Great Falls sits in the eastern part of Chester County along the Catawba River, surrounded by thousands of acres of mixed pine and hardwood forest. It's prime hunting country — deer, turkey, and hogs all thrive out here. But managing hunting land means more than hanging a stand and hoping for the best. If your lease or private land is choked with underbrush, you're losing food plot space, visibility, and access.
A&S Brushworks works with hunting clubs and private landowners across Chester County to clear trails, open up food plots, cut shooting lanes, and generally make hunting properties functional. Here's how we approach it.
Food Plot Clearing
A food plot doesn't need to be huge — most effective plots for deer range from a quarter acre to two acres. But they do need to be clear down to soil level, with enough sunlight to grow clover, brassicas, or whatever you're planting. If the spot you picked has grown up in saplings and brush, forestry mulching is the fastest way to get it ready.
The mulcher grinds everything — small trees, brush, stumps, and roots near the surface — into fine chips. Those chips break down and add organic matter to the soil, which actually helps your food plot establish. After mulching, you'll typically need to disk or till the ground before seeding, but the heavy lifting is done.
We can clear plots in odd shapes to follow natural terrain features — creek edges, ridgelines, or existing timber lines. Irregular-shaped plots with cover nearby tend to attract deer during daylight hours better than big open rectangles in the middle of a field.
Shooting Lanes and Sight Lines
If you hunt from a stand and can't see more than 30 yards in any direction, you're missing opportunities. Shooting lanes don't need to be wide — 10 to 15 feet is plenty — but they need to be clear of brush, saplings, and low-hanging limbs that deflect arrows or obscure your line of sight.
We cut shooting lanes by running the mulcher along the path you designate. The result is a clean corridor at ground level with mulch laid down to prevent immediate regrowth. Most hunters want 2 to 4 lanes radiating out from each stand location, typically 50 to 100 yards long.
The key is doing this work well before season. Deer notice changes in their environment, and a freshly cleared lane will alter their patterns temporarily. Plan to have lanes cut at least 6 to 8 weeks before season opens so the area settles and deer get comfortable moving through it again.
Access Trails
Getting to your stands quietly matters as much as the stand placement itself. A trail beaten through heavy brush makes noise — you're snapping branches, crunching through deadfall, and alerting everything within earshot. A properly cleared access trail lets you walk in quietly, and it doubles as a route for hauling gear and dragging game out.
We clear access trails at 8 to 12 feet wide, which is enough for an ATV or side-by-side. If you only need foot trails, we can go narrower. The mulcher handles the entire corridor — ground-level brush, saplings, stumps that would trip you in the dark — and leaves a flat, walkable surface covered in mulch.
For larger properties around Great Falls, we've cleared trail networks of a mile or more connecting stand locations, food plots, and parking areas.

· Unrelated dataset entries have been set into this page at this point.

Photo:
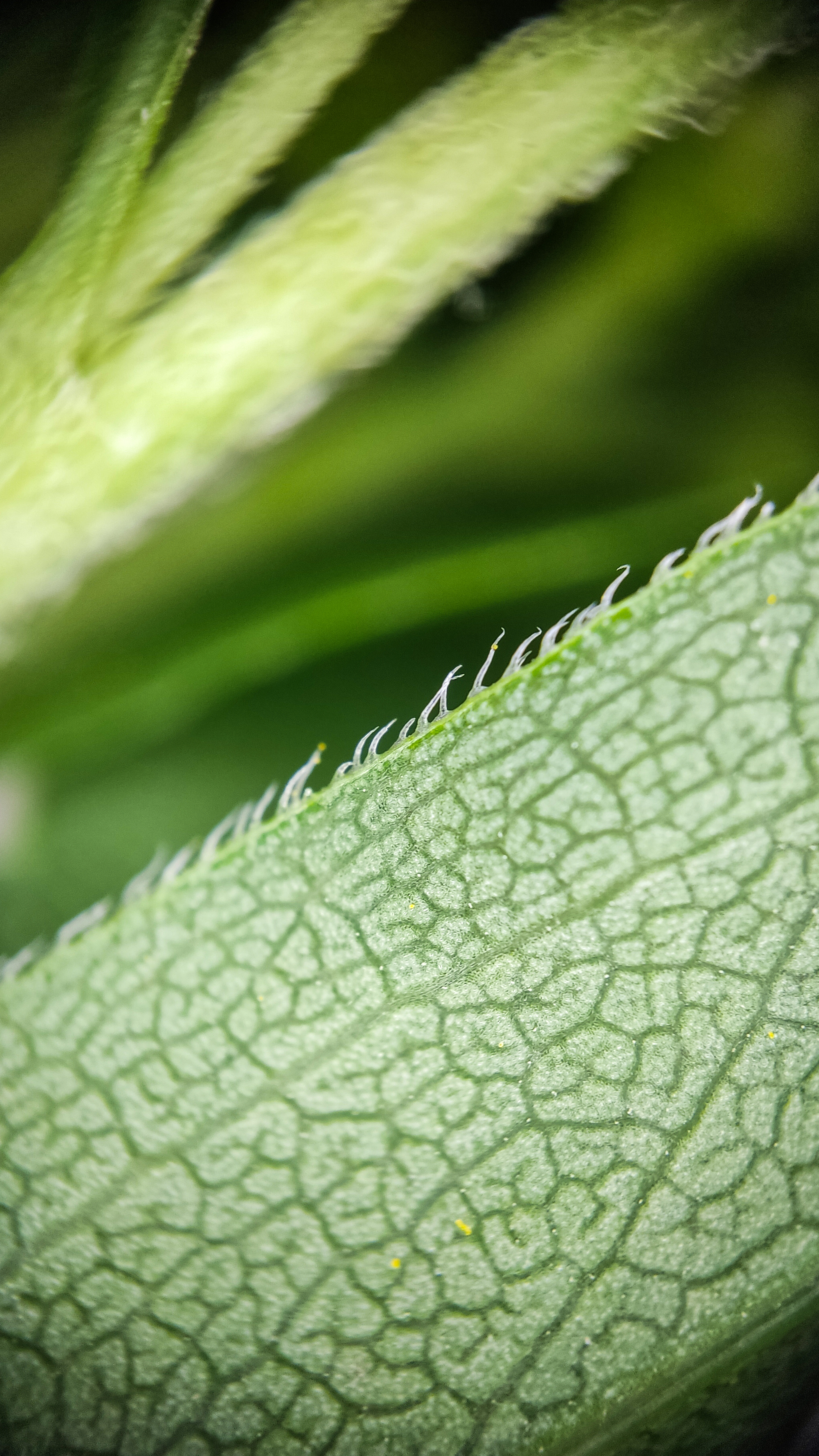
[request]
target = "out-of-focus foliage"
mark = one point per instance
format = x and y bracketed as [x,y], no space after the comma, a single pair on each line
[599,399]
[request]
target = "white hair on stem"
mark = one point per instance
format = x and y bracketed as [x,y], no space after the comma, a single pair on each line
[264,803]
[374,752]
[178,864]
[519,656]
[82,922]
[439,701]
[483,670]
[140,884]
[216,836]
[295,788]
[665,565]
[731,525]
[14,965]
[550,638]
[242,819]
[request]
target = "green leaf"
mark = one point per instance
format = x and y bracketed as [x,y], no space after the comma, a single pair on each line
[471,1106]
[538,391]
[343,272]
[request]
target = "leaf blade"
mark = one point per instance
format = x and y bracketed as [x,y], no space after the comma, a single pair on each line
[507,1043]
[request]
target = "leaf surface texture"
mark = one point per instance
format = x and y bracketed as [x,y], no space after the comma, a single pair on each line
[473,1106]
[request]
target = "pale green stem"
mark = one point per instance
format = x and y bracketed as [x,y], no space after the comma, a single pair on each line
[241,133]
[349,267]
[54,283]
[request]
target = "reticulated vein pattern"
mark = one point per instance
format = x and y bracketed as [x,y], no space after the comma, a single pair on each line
[471,1104]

A well-planned trail system makes managing the property easier year-round, not just during season.
Cost for Hunting Land Work
Hunting land preparation is priced the same as our other forestry mulching work — generally $1,500 to $5,000 per acre depending on vegetation density and terrain. But hunting jobs often don't involve clearing full acres. You might need a half-acre food plot, four shooting lanes, and a quarter-mile trail. We quote those jobs based on the actual scope of work.
A typical hunting property setup — one or two food plots, several shooting lanes, and a trail network — usually runs less than clearing the equivalent acreage outright because we're selectively clearing rather than taking everything down. We'll walk the property with you, mark out what needs to be cleared, and give you a firm number.
If you're splitting costs with a hunting club, it helps to have a plan before we come out. Know where you want your plots, where the stands are going, and how you want trails to connect. That way the estimate is accurate and the work gets done in one mobilization.
Timing and Scheduling
The best time to prepare hunting land is late spring through summer — well ahead of deer season. This gives food plots maximum growing time and lets the woods settle after clearing. We get the most hunting land calls between April and August, so booking early in the season gives you the best scheduling flexibility.